May 03, 2021 1200 views
This past week, South Jordan City and Ivory Homes celebrated the completion of nine new affordable homes for city and local school district employees through a unique workforce housing collaboration.
"Utah has a very real housing crisis, both in terms of availability but also affordability that goes beyond our community's most vulnerable and quickly pricing out first-time homebuyers and our frontline employees," said Clark Ivory, CEO of Ivory Homes.
"We're so appreciative of South Jordan's leadership and collaboration on this effort. I am hopeful that other city leaders will look to this partnership and collaborate to keep Utah an affordable place to call home."
The Bingham Court Workforce Partnership includes innovative zoning and infrastructure cost sharing to allow for deed-restricted, affordable homes for frontline workers. This comes from unprecedented levels of demand for housing and affordability challenges in Utah.

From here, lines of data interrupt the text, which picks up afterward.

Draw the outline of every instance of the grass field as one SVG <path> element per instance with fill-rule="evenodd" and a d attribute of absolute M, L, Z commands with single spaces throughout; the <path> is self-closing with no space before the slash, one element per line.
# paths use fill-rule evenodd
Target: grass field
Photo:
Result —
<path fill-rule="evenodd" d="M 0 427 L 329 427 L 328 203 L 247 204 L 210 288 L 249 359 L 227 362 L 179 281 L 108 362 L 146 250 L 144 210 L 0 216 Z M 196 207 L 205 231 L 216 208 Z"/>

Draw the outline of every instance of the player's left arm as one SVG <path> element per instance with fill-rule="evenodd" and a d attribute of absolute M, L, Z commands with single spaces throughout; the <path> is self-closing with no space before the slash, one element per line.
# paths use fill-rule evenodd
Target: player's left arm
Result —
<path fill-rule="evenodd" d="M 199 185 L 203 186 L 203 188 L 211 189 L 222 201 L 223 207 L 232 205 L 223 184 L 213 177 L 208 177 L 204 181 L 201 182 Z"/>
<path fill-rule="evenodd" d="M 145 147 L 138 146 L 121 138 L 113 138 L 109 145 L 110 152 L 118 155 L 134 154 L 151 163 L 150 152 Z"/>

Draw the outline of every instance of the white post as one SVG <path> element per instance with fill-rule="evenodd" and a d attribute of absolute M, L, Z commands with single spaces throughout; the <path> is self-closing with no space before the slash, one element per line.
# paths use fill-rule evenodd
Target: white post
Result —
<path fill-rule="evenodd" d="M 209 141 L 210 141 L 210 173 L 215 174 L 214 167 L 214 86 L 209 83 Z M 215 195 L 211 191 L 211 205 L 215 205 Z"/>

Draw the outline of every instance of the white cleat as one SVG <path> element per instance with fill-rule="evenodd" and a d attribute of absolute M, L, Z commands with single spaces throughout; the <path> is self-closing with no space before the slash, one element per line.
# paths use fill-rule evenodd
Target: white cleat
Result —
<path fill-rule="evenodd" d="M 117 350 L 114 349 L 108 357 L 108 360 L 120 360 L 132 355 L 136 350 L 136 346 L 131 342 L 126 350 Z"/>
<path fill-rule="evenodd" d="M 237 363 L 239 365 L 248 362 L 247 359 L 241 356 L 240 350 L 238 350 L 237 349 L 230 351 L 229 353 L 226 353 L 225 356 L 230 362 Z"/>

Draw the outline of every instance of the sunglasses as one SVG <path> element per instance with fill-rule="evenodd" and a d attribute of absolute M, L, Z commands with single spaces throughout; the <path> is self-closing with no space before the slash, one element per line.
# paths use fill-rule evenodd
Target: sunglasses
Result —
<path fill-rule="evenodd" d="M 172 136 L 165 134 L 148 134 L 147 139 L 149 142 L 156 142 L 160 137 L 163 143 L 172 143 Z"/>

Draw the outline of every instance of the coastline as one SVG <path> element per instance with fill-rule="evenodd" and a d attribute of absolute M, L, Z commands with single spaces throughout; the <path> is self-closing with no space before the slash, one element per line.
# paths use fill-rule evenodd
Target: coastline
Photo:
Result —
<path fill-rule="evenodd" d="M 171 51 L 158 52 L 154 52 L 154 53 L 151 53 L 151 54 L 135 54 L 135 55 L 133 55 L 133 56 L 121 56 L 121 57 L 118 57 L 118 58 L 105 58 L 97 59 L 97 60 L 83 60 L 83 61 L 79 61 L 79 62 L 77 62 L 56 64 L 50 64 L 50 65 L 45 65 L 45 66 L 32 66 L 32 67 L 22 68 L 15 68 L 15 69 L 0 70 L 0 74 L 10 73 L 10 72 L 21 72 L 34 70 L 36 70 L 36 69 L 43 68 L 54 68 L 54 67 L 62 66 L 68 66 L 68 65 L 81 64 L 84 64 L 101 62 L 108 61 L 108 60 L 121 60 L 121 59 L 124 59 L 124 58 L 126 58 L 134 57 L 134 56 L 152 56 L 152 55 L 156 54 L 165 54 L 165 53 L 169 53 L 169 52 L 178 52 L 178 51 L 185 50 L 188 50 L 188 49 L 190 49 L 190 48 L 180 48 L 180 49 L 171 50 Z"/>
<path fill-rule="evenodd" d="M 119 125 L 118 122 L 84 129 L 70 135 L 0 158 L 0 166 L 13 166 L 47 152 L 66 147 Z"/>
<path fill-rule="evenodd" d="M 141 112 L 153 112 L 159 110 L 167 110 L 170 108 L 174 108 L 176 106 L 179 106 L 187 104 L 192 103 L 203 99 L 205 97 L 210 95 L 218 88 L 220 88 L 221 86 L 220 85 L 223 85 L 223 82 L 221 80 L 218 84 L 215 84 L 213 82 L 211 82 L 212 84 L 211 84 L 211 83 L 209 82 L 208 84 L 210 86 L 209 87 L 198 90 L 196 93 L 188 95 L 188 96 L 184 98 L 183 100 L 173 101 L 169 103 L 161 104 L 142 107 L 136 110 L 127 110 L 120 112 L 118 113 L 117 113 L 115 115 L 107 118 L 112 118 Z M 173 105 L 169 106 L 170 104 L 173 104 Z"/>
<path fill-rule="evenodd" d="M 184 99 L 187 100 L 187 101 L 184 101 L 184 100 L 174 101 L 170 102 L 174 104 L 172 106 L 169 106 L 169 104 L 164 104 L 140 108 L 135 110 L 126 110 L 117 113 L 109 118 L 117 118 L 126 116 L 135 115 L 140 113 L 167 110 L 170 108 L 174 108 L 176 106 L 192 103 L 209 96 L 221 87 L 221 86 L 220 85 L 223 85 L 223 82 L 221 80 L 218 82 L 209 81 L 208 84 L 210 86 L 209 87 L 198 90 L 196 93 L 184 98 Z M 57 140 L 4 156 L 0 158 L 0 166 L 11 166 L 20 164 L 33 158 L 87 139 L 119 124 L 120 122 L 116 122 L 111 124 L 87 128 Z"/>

South Jordan Police Officer Weeks and his wife, Jessika, one of the nine homebuyers shared their appreciation for the opportunity to live in the city in which he works.
"This is a huge opportunity for us to deliver equity and opportunity to very valued city employees," Ivory said.
Joshua Timothy, a city employee who is buying one of the homes, shared with KSL just how important it is that homeownership is now possible for his family.
"It's been stressful watching the house prices go up faster than you can save money for," he said. "We had to honestly decide not to buy a home this year. We were just going to pile up money and maybe in a couple years think about it. Finding a program like this was crucial just to be able to get into the market in a hard time."
Since 2018 when the program was introduced, Ivory Homes has closed more than 400 of these Workforce Housing Priority homes across the Wasatch Front. The program reserves the most affordable homes for our community's critical workforce and first-time homebuyers.
"We simply don't have enough housing to meet the current demand and projections show we are going to need substantially more," said South Jordan Mayor Dawn Ramsey. "The city of South Jordan wanted to be proactive and expand housing options, especially for those who serve its community and greatly appreciate our partnership with Ivory Homes to make that possible. This is exactly the type of collaboration our state needs to address this critical issue."
The Kem C. Gardner Policy Institute estimates Utah's extreme housing shortage, estimated at 50,000 units, robust demand, and limited new supply are creating pressures to having the median sales price of a home in the Salt Lake area at $736,000 in the next 25 years. Just in the past year, the Salt Lake area has had a nearly 20% increase in home values according to research by RedFin.
"We are all in this together to make sure our kids and our City employees - our police and firefighters - and educators can afford to call our communities home, now and in the future. They make our City great, and this partnership with Ivory gave us the tools to give them a chance to make a brighter future for themselves and their families," Ramsey said.